Knowing Thyself, Other: From the countless encounters you have had, even by the time your "Challenging Child has arrived at the "Terrible Two's" ("They were already difficult...OMG!"), or certainly by the time you have been challenged by your tyrannical teen ("You would think I'd be ready for this after being a teen myself, but she sure got the best of me!"). Enough encounters at least to be able to anticipate, predict that your child of any age will, in addition to their own 'nature' (e.g., "she's never been a morning person...I know not to approach him when he's hangry..."), respond in at least a mildly contrary manner when you utter the words "No" or "You must go...". On the other hand, you, yourself, have many situations that, whether forced/obligated by another (probably your spouse) or actually inclined but nervous to attend an event, you want to declare it a "No Go!". In both cases, what I have come to discover over four decades in the field of play with you called LIFE, to be undervalued initially but highly appreciated once I have introduced it to you, is that under all these conditions it is always wise to have...(big buildup here, drum roll please...)...
A Good (graceful) Exit Plan...Xanax in My Purse: Or, on my person at least. Literally, metaphorically, at least. A plan or an aide that I can call upon (who you gonna' call?) when the ambient temperature starts rising, before our anxiety results in manifest perspiration (or something even more embarrassing😓). What I have been offering as advice on behalf of those who have to enter situations or are preparing to engage a more challenging, otherwise difficult individual(s), is to first rehearse an exit -- that is, to actually practice leaving before going. Especially 😎 if you can do so gracefully, with finesse -- ergo, a 'graceful exit plan', in contrast to one that is abrupt!
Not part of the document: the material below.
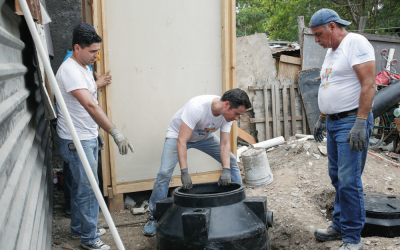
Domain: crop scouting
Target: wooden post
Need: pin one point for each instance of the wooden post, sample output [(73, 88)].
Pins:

Exiting gracefully, on your terms, once you have rehearsed it and even practiced implementing it 'in situ' (or at least an approximation of reality): 1) lessens your anxiety about being stuck in a situation, feeling trapped, with no way out; 2) lessens the chance you'll have to reach for the Xanax or have to actually implement the exit plan; and 3) increases your staying power...you might actually enjoy it if you stick around long enough.
And NOW, as Paul Harvey used to intone, "You know the rest of the story" And here ends the mini-series, ta-da!